R Soc Open Sci. 2017 Sep 20;4(9):170436. doi: 10.1098/rsos.170436. eCollection 2017 Sep.
This paper focuses on designing and implementing parallel adaptive inverse distance weighting (AIDW) interpolation algorithms by using the graphics processing unit (GPU). The AIDW is an improved version of the standard IDW, which can adaptively determine the power parameter according to the data points' spatial distribution pattern and achieve more accurate predictions than those predicted by IDW. In this paper, we first present two versions of the GPU-accelerated AIDW, i.e. the naive version without profiting from the shared memory and the tiled version taking advantage of the shared memory. We also implement the naive version and the tiled version using two data layouts, structure of arrays and array of aligned structures, on both single and double precision. We then evaluate the performance of parallel AIDW by comparing it with its corresponding serial algorithm on three different machines equipped with the GPUs GT730M, M5000 and K40c. The experimental results indicate that: (i) there is no significant difference in the computational efficiency when different data layouts are employed; (ii) the tiled version is always slightly faster than the naive version; and (iii) on single precision the achieved speed-up can be up to 763 (on the GPU M5000), while on double precision the obtained highest speed-up is 197 (on the GPU K40c). To benefit the community, all source code and testing data related to the presented parallel AIDW algorithm are publicly available.
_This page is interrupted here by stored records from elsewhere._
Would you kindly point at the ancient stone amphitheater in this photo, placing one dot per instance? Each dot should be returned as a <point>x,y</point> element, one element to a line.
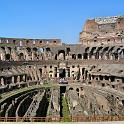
<point>47,80</point>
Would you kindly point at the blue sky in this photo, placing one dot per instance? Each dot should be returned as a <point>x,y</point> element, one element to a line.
<point>62,19</point>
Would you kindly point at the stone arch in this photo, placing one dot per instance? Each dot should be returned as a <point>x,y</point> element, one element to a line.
<point>85,56</point>
<point>7,56</point>
<point>61,54</point>
<point>79,56</point>
<point>56,57</point>
<point>77,89</point>
<point>28,49</point>
<point>21,56</point>
<point>35,49</point>
<point>86,49</point>
<point>71,88</point>
<point>73,56</point>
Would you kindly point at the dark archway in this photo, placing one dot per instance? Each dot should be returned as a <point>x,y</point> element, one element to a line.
<point>21,56</point>
<point>73,56</point>
<point>79,56</point>
<point>7,56</point>
<point>85,55</point>
<point>61,73</point>
<point>63,52</point>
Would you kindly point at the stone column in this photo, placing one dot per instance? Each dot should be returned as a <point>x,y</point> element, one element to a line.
<point>18,79</point>
<point>2,82</point>
<point>13,79</point>
<point>66,73</point>
<point>57,72</point>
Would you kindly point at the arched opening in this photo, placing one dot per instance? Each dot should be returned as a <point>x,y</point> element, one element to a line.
<point>48,49</point>
<point>28,49</point>
<point>35,49</point>
<point>86,50</point>
<point>56,57</point>
<point>106,78</point>
<point>3,48</point>
<point>73,56</point>
<point>27,41</point>
<point>70,88</point>
<point>9,48</point>
<point>85,56</point>
<point>112,78</point>
<point>61,73</point>
<point>123,102</point>
<point>40,71</point>
<point>103,85</point>
<point>7,56</point>
<point>77,89</point>
<point>79,56</point>
<point>61,54</point>
<point>21,56</point>
<point>100,77</point>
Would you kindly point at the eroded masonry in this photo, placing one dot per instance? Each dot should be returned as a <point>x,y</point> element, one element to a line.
<point>45,77</point>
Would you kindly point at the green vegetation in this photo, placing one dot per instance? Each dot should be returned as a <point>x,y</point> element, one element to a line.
<point>65,110</point>
<point>14,92</point>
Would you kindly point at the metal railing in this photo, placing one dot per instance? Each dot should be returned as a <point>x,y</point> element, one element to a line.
<point>60,119</point>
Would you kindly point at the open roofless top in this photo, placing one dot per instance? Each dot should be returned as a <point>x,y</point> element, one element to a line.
<point>45,77</point>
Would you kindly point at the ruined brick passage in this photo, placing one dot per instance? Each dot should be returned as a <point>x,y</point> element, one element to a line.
<point>48,78</point>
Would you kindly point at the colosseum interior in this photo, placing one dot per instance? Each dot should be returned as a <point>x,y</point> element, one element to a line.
<point>48,80</point>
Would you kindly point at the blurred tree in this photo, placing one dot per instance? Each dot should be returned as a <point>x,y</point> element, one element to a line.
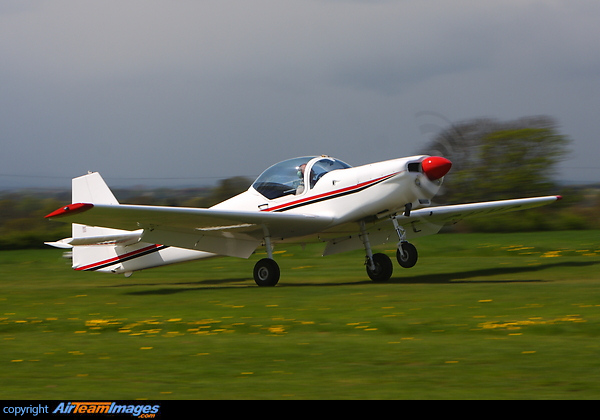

本文着重介绍如何利用图形处理器(GPU)设计并实现并行自适应反距离加权(AIDW)插值算法。AIDW是标准反距离加权(IDW)的改进版本,它能够根据数据点的空间分布模式自适应地确定幂参数,从而实现比IDW更精确的预测。在本文中,我们首先展示了两种GPU加速的AIDW版本,即未利用共享内存的朴素版本和利用共享内存的平铺版本。我们还在单精度和双精度下,使用数组结构和对齐结构数组这两种数据布局实现了朴素版本和平铺版本。然后,我们在配备了GT730M、M5000和K40c这三款GPU的三台不同机器上,将并行AIDW与其对应的串行算法进行比较,以此评估并行AIDW的性能。实验结果表明:(i)采用不同数据布局时,计算效率没有显著差异;(ii)平铺版本总是比朴素版本稍快;(iii)在单精度下,加速比可达763(在GPU M5000上),而在双精度下,获得的最高加速比为197(在GPU K40c上)。为了方便学术界使用,与所提出的并行AIDW算法相关的所有源代码和测试数据均已公开。